## Overview
This case study presents Meta's comprehensive approach to building and operating one of the world's largest AI network infrastructures specifically designed to support large language model training at unprecedented scale. The presentation, delivered by network engineers Rohit Puri and Henny, chronicles the technical evolution from supporting 24,000 GPUs for LLaMA 3 training to deploying over 100,000 GPUs for LLaMA 4, representing a 100x scale increase since 2023. This represents a critical LLMOps case study demonstrating how infrastructure architecture decisions directly impact the ability to train and deploy large language models in production environments.
The motivation behind this massive infrastructure investment stems from Meta's long-term vision of supporting artificial general intelligence and superintelligence applications, requiring network architectures that can handle exponentially growing computational demands while maintaining the performance characteristics necessary for effective model training.
## Network Architecture Evolution
### Basic Building Blocks: AI Zones
Meta's network infrastructure is built around a fundamental unit called an "AI zone," which employs a simple two-tier Clos topology. Each AI zone consists of GPU hosts connecting to Top-of-Rack switches (RTSWs), which then connect to spine switches (CTSWs).

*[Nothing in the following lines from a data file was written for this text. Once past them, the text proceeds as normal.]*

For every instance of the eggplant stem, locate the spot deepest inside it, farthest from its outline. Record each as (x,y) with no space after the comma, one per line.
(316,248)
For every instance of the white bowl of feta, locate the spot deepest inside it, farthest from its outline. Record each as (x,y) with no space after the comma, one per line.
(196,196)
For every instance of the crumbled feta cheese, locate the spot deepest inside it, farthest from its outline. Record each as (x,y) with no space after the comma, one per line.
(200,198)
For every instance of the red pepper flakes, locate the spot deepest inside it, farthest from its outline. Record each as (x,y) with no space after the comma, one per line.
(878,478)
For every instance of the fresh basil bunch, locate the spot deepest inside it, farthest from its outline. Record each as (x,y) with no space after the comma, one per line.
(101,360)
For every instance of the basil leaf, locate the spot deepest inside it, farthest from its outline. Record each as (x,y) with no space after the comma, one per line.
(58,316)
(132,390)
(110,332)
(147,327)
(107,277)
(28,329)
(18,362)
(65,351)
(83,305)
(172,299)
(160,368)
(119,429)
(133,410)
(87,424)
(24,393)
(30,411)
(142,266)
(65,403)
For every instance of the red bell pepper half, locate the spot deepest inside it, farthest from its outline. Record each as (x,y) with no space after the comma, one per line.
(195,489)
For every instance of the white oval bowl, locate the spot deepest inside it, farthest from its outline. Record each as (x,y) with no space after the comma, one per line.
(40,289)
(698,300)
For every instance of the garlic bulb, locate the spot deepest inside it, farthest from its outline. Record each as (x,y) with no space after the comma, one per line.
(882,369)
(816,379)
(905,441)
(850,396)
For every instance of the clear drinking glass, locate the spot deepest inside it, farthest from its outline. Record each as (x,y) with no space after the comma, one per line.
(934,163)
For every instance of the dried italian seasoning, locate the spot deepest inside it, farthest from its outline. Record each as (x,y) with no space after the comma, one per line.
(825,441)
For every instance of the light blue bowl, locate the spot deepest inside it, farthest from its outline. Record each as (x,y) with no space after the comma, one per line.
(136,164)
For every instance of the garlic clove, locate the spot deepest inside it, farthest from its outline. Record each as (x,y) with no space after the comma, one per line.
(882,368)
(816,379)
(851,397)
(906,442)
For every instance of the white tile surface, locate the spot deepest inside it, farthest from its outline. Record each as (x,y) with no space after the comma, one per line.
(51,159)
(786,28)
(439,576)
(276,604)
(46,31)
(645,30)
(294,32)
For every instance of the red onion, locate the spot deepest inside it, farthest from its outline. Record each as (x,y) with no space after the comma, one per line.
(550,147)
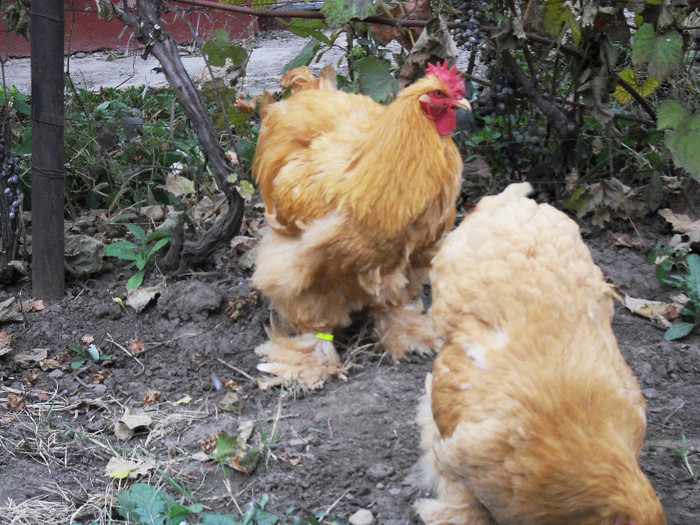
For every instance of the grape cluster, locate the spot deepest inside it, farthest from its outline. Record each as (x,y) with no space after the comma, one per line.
(495,100)
(468,32)
(10,170)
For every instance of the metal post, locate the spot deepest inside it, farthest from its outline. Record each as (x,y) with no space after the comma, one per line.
(47,172)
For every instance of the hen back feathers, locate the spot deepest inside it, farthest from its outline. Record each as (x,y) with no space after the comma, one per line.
(534,409)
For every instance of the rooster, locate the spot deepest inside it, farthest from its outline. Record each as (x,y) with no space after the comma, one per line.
(357,197)
(532,416)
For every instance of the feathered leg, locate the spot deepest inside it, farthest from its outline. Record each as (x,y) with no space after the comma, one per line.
(454,503)
(308,358)
(406,329)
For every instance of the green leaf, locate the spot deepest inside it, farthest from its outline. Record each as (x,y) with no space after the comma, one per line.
(661,54)
(142,502)
(263,517)
(219,49)
(135,280)
(178,513)
(558,17)
(122,250)
(247,188)
(683,137)
(339,12)
(678,330)
(218,518)
(93,351)
(630,76)
(374,78)
(157,235)
(693,262)
(305,27)
(227,446)
(306,55)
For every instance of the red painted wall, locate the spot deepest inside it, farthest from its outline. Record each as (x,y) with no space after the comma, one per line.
(86,32)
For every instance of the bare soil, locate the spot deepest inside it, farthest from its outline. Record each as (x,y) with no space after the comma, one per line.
(351,446)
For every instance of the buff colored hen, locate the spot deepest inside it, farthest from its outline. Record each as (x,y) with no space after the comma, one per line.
(357,197)
(532,415)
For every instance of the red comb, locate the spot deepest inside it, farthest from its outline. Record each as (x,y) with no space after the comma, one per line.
(449,76)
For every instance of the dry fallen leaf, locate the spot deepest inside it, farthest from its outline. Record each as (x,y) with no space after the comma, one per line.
(229,403)
(654,310)
(208,443)
(620,239)
(99,377)
(30,379)
(5,343)
(9,311)
(35,354)
(122,468)
(16,402)
(32,305)
(681,223)
(150,397)
(125,427)
(182,401)
(136,346)
(141,297)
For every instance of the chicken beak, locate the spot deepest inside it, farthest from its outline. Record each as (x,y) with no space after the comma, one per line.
(465,119)
(463,104)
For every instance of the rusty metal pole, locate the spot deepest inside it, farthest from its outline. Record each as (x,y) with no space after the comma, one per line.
(47,171)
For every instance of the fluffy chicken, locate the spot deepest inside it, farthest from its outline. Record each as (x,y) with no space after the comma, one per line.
(357,196)
(532,415)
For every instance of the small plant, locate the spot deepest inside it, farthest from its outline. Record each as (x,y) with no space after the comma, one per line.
(143,504)
(82,355)
(139,254)
(684,451)
(666,259)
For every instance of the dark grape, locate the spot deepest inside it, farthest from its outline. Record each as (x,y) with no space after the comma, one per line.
(10,170)
(468,33)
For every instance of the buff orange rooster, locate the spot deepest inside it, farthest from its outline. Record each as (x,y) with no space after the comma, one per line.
(357,196)
(532,415)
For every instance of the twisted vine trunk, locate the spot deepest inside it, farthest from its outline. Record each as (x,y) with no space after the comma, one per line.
(145,23)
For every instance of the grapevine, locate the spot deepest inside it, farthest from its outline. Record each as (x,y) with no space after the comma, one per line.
(10,202)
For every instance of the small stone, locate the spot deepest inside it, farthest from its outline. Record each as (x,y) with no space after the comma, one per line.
(361,517)
(380,471)
(296,444)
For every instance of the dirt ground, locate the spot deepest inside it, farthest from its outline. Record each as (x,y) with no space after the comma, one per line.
(351,446)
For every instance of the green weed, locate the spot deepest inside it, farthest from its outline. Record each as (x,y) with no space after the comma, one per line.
(82,355)
(140,253)
(666,260)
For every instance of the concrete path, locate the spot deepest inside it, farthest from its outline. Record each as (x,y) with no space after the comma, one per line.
(111,69)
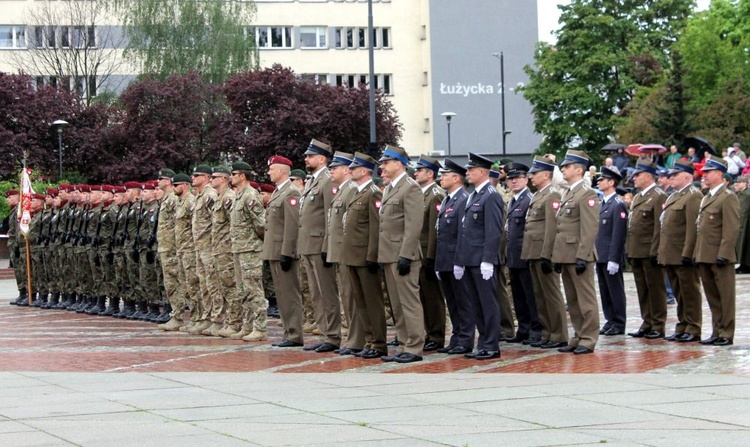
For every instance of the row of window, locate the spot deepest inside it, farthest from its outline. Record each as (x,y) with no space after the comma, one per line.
(79,84)
(318,37)
(14,36)
(381,82)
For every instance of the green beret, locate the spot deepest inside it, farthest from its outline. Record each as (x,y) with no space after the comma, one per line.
(222,169)
(181,178)
(202,169)
(241,166)
(166,173)
(297,173)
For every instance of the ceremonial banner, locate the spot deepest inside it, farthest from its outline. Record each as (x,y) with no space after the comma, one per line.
(24,208)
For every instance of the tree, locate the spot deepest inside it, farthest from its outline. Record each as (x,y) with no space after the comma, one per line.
(67,45)
(173,37)
(604,49)
(276,112)
(164,124)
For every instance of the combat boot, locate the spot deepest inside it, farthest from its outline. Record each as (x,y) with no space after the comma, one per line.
(239,335)
(213,330)
(228,330)
(199,327)
(113,308)
(172,325)
(256,336)
(164,316)
(140,311)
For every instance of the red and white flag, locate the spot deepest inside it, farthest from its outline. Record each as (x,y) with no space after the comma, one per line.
(24,208)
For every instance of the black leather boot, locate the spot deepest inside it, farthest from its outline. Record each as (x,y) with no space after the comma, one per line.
(113,308)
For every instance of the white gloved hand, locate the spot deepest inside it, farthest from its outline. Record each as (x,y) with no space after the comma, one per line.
(487,270)
(458,272)
(612,267)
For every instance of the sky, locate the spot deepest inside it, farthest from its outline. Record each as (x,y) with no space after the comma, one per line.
(549,14)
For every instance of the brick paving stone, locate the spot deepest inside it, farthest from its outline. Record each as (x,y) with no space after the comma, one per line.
(33,339)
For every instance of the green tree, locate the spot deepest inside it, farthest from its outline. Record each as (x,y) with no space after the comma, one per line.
(606,49)
(173,37)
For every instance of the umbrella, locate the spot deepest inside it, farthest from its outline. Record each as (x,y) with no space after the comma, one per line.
(634,150)
(613,147)
(701,145)
(651,149)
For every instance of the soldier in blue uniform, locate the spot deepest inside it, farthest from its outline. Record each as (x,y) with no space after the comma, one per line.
(477,255)
(448,225)
(610,249)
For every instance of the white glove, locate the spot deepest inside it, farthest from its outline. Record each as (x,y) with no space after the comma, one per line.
(612,267)
(458,272)
(487,270)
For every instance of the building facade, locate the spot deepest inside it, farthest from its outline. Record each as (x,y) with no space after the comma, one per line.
(431,57)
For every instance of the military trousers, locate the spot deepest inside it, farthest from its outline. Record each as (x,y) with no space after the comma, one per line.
(407,307)
(652,294)
(687,291)
(582,305)
(325,297)
(719,285)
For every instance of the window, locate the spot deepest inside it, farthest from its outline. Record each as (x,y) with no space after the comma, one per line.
(12,36)
(312,37)
(272,36)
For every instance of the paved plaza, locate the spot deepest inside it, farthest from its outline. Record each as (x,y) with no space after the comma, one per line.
(73,379)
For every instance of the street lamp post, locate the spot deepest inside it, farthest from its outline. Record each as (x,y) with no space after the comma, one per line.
(59,124)
(505,133)
(448,116)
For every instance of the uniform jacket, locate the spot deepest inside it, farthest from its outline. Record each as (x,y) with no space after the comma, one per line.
(401,219)
(577,226)
(335,228)
(516,223)
(613,231)
(313,207)
(541,224)
(247,221)
(361,227)
(433,197)
(481,228)
(448,226)
(643,224)
(678,230)
(718,219)
(282,223)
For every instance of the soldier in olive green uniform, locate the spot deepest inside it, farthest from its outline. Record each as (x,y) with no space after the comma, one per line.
(718,220)
(643,251)
(221,244)
(246,316)
(280,249)
(574,252)
(538,240)
(170,264)
(205,268)
(678,234)
(188,286)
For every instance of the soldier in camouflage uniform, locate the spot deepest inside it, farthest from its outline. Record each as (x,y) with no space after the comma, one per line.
(104,244)
(147,257)
(188,286)
(221,248)
(205,268)
(246,314)
(170,264)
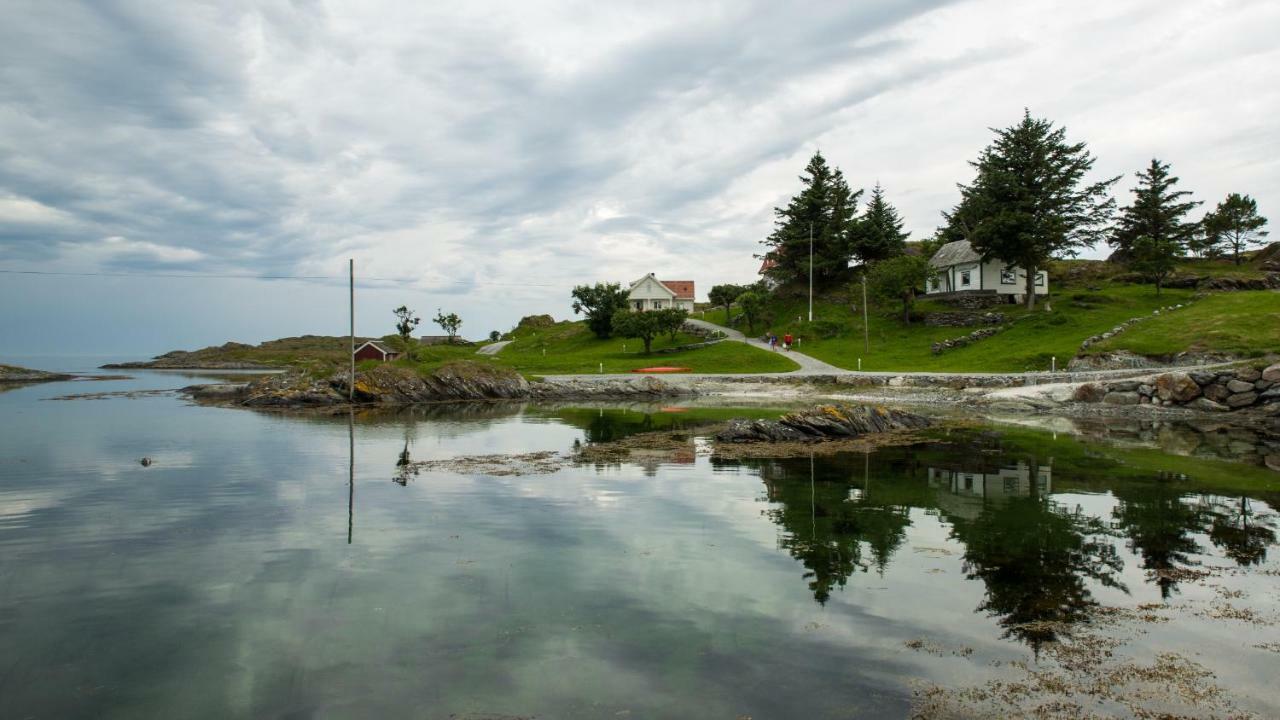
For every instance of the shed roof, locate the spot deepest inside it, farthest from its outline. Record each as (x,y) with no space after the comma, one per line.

The architecture intentionally under-subscribes the links between RTSWs and CTSWs to provide additional buffer capacity for maintenance operations and traffic drains during normal data center operations. This design decision reflects a key LLMOps principle of maintaining robust performance throughout long-running training jobs, where network interruptions can cause significant setbacks in model convergence.
Each AI zone can accommodate between 2,000 to 4,000 GPUs and sits within a standard Meta data center building (DC Type 1) containing four data halls, with each hall capable of hosting up to two AI zones. This results in a maximum of eight AI zones per data center building, with network aggregation handled through Main Distribution Frames (MDF) and core Building Distribution Frames (BDF).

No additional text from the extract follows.